Je ne suis pas un grand connaisseur du groupe anglais Cardiacs, mais leur nom et leurs pochettes inquiétantes me sont toujours restés en mémoire, notamment celle de Sing to God et ses quatre portraits torturés. Sorti en 1996, ce disque est devenu culte, le groupe ayant publié cinq albums entre 1988 et 1999… jusqu’à ce nouvel album, inattendu. J’avais tenté quelques écoutes par le passé, sans que la magie n’opère. Et puis, en lisant des interviews du bassiste de Between the Buried and Me et de Mike Vennart (Oceansize), tous deux décrivant Sing to God comme un classique absolu, ma curiosité a fini par l’emporter. Et j’ai fini par comprendre leur engouement.
Car Cardiacs, c’est ce genre de groupe culte, confidentiel mais adulé, complètement barré, avec une fanbase fervente et passionnée. Leur musique demande un déclic, une porte d’entrée pour accepter un univers à la fois unique et déroutant.
L’histoire de LSD, nouvel et ultime album, ajoute encore à cette aura. Commencé en 2007, il n’a été terminé que l’année dernière, cinq ans après le décès de Tim Smith, chanteur et compositeur principal, gravement diminué par un arrêt cardiaque en 2008 qui l’avait laissé paralysé. Depuis 2020, son frère et bassiste Jim Smith a supervisé la finalisation de l’album à partir des enregistrements existants et des notes laissées par Tim. Le résultat est une œuvre fissurée mais euphorique, parfois trop fissurée même, certains morceaux paraissant plus esquissés que véritablement finalisés. Avec ses 80 minutes et ses 17 titres, l’album peut aussi sembler trop long, diluant parfois son impact dans des morceaux plus mineurs.
Le style de Smith reste immédiatement reconnaissable : sur une base pop/rock classique, il déconstruit les accords, multiplie les modulations bizarres et casse les rythmes en ajoutant des mesures cabossées comme au hasard. C’est une joyeuse pop bancale, un improbable mélange entre les Beatles les plus psychédéliques et Frank Zappa, gonflée de bravoure instrumentale (avec notamment de superbes solos de guitare), et multipliant les arrangements de pianos, cordes et cuivres. Le ton est frénétique, presque hystérique, une fête joviale qui frôle la folie… mais qui peut aussi fatiguer à la longue tant tout est toujours survolté.
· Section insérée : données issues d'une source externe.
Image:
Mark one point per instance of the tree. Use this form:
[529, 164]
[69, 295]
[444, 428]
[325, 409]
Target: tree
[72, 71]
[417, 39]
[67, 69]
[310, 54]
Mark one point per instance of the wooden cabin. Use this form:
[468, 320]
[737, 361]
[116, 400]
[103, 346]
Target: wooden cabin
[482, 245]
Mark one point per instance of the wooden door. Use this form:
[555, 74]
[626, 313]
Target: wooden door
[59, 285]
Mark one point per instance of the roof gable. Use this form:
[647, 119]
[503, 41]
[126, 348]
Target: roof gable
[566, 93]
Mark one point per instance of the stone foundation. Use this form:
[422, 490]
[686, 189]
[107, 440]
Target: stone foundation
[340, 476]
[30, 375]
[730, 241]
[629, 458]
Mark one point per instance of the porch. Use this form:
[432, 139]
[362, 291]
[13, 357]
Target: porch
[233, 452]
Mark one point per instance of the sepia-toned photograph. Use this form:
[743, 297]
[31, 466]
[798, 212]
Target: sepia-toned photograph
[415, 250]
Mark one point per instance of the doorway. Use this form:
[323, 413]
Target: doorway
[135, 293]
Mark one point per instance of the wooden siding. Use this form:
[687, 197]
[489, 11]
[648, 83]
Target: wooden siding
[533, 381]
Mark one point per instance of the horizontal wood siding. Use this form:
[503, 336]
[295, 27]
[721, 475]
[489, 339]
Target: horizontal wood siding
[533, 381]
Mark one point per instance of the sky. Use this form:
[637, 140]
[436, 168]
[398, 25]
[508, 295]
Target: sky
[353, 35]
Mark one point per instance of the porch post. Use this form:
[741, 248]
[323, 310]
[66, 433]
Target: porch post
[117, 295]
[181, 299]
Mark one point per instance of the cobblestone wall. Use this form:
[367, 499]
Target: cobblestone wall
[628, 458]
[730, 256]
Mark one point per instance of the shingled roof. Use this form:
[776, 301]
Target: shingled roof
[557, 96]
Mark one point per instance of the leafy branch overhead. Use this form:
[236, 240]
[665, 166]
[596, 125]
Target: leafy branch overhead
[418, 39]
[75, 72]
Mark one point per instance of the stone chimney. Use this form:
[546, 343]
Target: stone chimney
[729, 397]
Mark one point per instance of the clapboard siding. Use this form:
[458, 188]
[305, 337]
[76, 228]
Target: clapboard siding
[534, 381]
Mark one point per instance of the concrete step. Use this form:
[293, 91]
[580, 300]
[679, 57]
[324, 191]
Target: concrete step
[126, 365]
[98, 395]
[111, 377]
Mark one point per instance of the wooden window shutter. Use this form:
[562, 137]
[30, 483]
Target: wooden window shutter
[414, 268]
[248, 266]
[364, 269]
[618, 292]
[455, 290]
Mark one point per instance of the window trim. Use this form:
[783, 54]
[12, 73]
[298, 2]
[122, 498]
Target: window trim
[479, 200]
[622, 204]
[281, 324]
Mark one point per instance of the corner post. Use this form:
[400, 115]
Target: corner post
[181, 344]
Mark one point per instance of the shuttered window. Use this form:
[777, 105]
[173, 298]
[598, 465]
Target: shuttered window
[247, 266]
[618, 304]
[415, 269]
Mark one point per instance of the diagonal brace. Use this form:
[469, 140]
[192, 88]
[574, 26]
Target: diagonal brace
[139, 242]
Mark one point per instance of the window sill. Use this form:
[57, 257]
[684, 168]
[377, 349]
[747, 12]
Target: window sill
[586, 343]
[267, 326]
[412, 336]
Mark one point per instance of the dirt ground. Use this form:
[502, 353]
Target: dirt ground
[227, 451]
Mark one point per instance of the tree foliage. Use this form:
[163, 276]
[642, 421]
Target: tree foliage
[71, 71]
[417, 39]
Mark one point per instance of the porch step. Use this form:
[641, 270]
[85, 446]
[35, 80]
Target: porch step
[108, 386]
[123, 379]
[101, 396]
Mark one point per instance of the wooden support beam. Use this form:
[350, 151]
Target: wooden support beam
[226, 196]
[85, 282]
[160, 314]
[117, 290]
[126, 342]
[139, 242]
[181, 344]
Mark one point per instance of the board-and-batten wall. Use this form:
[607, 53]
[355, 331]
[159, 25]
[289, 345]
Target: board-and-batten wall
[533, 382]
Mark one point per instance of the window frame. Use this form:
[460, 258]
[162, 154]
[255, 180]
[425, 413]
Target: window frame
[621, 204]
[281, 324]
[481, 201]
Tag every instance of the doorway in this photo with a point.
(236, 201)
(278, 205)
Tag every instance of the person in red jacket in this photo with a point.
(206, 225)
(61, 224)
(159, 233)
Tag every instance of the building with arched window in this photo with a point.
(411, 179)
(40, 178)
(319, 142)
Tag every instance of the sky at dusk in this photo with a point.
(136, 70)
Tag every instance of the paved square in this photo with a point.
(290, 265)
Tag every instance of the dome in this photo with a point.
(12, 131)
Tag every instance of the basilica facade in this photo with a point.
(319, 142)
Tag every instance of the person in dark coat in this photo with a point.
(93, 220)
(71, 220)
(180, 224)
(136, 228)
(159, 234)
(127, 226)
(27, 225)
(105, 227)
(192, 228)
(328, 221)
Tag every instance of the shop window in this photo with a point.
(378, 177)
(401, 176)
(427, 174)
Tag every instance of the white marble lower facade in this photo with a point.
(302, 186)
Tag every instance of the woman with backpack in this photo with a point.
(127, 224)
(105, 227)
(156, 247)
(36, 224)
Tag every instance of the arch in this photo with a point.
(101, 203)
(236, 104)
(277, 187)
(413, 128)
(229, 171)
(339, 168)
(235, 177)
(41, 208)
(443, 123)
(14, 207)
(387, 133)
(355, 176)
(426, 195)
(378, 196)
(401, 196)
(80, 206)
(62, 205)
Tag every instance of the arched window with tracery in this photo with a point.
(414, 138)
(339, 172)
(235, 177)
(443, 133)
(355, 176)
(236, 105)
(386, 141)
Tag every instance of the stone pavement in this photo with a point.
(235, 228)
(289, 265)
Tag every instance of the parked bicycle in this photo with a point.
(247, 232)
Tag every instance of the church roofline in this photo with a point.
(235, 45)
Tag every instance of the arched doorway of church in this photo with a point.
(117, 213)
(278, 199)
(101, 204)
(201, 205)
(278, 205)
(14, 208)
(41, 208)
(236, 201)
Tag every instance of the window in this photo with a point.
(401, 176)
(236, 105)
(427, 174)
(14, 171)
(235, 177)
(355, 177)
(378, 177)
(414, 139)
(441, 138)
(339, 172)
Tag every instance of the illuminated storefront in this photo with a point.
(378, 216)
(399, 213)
Sur le papier, d’autres groupes pourraient sembler proches, comme le Mr Bungle époque California, mais en réalité, Cardiacs restent totalement à part.
Problème majeur : avant son accident, Tim Smith n’avait enregistré ses voix que sur six morceaux. C’est Mike Vennart, ancien leader d’Oceansize et fan ultime du groupe, qui a repris le flambeau avec brio. Sa voix colle parfaitement à la musique, même si, à force de vouloir incarner l’esprit de Smith, il donne parfois l’impression de le singer. Cela dit, certains morceaux comme l’excellent Downup fonctionnent particulièrement bien avec lui, au point de me faire préférer sa version.
Au final, LSD sonne comme une suite logique de Sing to God, trente ans plus tard. On y retrouve les mêmes ruptures rythmiques et mélodiques, la même exubérance, la même patte si singulière. Mais cette fidélité à la formule laisse aussi un goût de redite : pas de réelle évolution, plutôt une prolongation. On perd l’effet de surprise, et certains pourront trouver que ce dernier chapitre manque d’audace. Pourtant, il reste évident que Cardiacs demeurent inclassables.
Sing to God reste leur chef-d’œuvre monumental ; LSD ne l’égale pas, mais s’impose comme un digne compagnon. Une ultime déflagration de génie fissuré qui confirme à quel point Cardiacs ont toujours été uniques. Un dernier voyage prog-punk psychédélique, aussi euphorique qu’improbable, qui scelle l’héritage d’un groupe définitivement hors norme.